El discurso inaugural de Peña Nieto es afirmación de una nueva idea de poder. No es el poder que pinta una paisaje luminoso, sino el poder que decide. Ni más... ni menos. El mensaje del 1º de diciembre es anuncio de decisiones, no de propósitos. Podrán ser decisiones menores (definir una ruta de tren), vagas (cero déficit presupuestal), o complejísimas (un mecanismo de prevención del delito), pero están pensadas así: como resoluciones: afirmaciones de voluntad política. Advierto eso sí, mi preocupación por un código penal único y el retroceso que eso podría implicar para las libertades recientemente conquistadas en el Distrito Federal. ¿Pretenderían el PRI y el PAN dar paso atrás en la despenalización del aborto?
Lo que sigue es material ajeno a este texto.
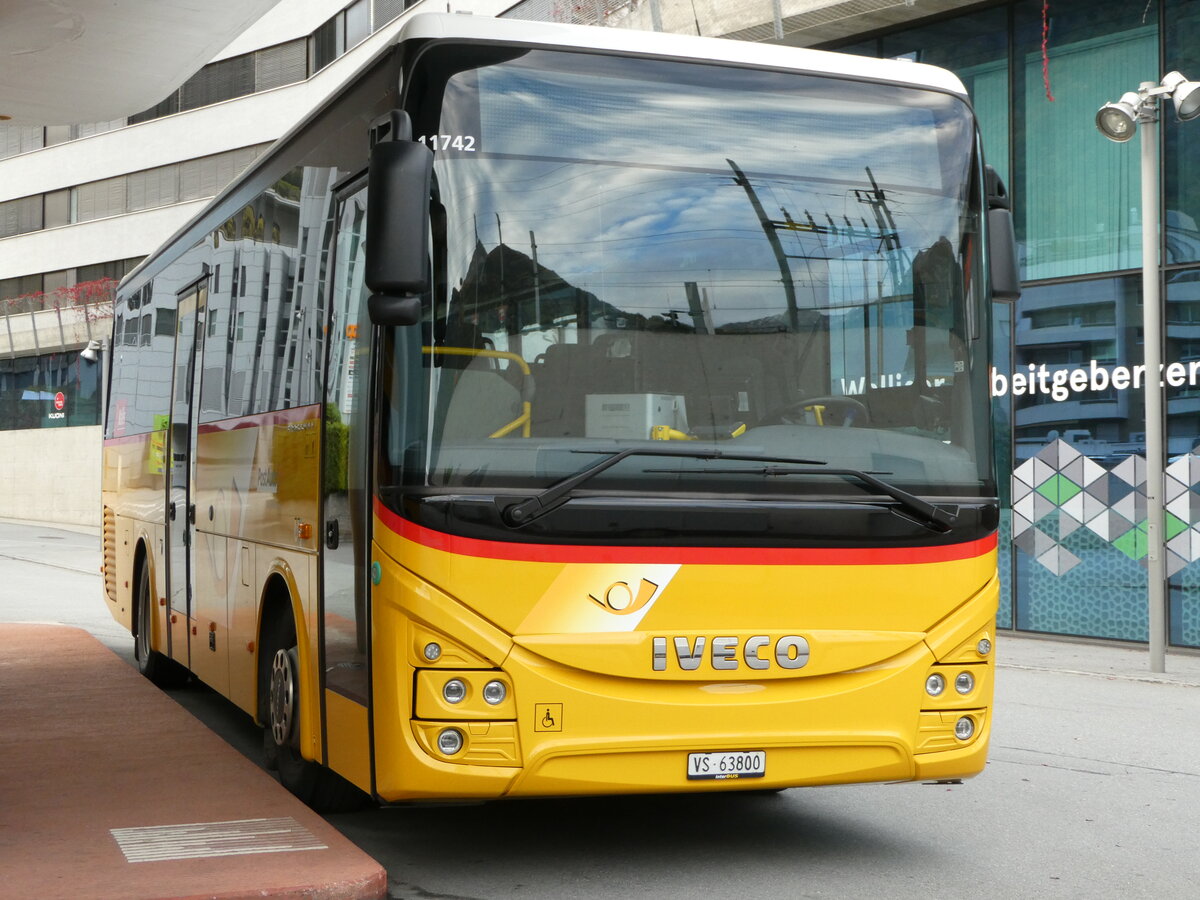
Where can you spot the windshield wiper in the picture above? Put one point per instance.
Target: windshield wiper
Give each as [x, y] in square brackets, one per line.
[925, 513]
[551, 498]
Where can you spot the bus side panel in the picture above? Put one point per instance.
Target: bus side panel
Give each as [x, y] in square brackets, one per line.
[244, 594]
[132, 496]
[210, 611]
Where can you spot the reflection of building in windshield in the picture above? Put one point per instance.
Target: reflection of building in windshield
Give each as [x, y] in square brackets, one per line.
[522, 330]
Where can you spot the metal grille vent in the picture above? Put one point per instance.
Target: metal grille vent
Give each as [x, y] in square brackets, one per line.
[109, 528]
[215, 839]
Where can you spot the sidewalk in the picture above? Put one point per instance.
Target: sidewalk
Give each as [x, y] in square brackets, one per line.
[111, 790]
[1093, 659]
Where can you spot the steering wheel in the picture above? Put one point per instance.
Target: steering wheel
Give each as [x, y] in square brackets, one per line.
[853, 412]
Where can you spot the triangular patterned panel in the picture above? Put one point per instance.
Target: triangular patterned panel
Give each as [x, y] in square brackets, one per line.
[1127, 507]
[1092, 471]
[1042, 471]
[1042, 507]
[1175, 563]
[1173, 487]
[1024, 473]
[1129, 471]
[1067, 454]
[1074, 508]
[1042, 541]
[1049, 454]
[1074, 469]
[1181, 505]
[1020, 525]
[1102, 525]
[1019, 489]
[1117, 525]
[1116, 489]
[1092, 507]
[1180, 469]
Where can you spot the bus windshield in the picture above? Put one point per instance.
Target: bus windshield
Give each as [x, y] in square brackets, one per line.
[630, 251]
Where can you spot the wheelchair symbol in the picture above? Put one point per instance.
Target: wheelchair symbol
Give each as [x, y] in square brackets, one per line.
[547, 717]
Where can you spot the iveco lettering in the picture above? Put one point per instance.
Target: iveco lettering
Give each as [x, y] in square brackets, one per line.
[568, 411]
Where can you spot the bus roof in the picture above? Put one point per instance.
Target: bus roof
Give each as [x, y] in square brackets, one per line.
[684, 47]
[432, 27]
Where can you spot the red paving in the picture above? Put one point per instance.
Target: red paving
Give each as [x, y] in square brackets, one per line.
[88, 745]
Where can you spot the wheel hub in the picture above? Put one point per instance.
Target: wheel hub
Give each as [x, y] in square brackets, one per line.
[282, 697]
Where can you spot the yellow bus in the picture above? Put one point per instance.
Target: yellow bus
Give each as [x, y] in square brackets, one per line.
[565, 411]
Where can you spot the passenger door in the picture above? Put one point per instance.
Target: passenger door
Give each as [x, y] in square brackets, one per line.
[346, 492]
[181, 451]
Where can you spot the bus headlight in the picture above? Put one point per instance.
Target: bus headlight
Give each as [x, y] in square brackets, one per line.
[495, 693]
[935, 684]
[454, 691]
[450, 741]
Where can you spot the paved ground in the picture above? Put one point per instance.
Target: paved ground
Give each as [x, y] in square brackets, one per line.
[1092, 790]
[109, 789]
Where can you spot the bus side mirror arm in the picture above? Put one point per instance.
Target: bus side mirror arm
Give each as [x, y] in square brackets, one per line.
[1006, 274]
[397, 255]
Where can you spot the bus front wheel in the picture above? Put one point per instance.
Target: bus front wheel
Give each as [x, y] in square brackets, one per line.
[159, 669]
[319, 787]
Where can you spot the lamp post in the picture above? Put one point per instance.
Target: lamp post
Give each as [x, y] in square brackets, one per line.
[1117, 121]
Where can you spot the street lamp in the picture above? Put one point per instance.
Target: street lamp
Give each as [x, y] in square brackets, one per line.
[1117, 121]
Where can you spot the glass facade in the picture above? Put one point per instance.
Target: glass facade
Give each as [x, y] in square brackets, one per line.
[1068, 381]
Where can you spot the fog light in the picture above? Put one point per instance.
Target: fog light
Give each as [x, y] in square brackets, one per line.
[495, 693]
[450, 741]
Para los conflicto necesarios el nuevo gobierno ha encontrado consenso en la clase política. Los tres partidos relevantes han firmado un pacto que puede volverse importante. En este momento es solamente una declaración de buena voluntad que no contiene compromisos concretos, pero puede convertirse en una plataforma para la reconstitución del poder estatal. El acuerdo parte de la necesidad de reivindicar lo público frente a la imposición de las parcialidades. Los poderes fácticos, afirmar los tres partidos relevantes, desafían a la república. Las coincidencias expresadas en el pacto no son menores ni son tan etéreas. Se perciben, pues, condiciones para la negociación de las reformas que el país ha estado esperando durante mucho tiempo.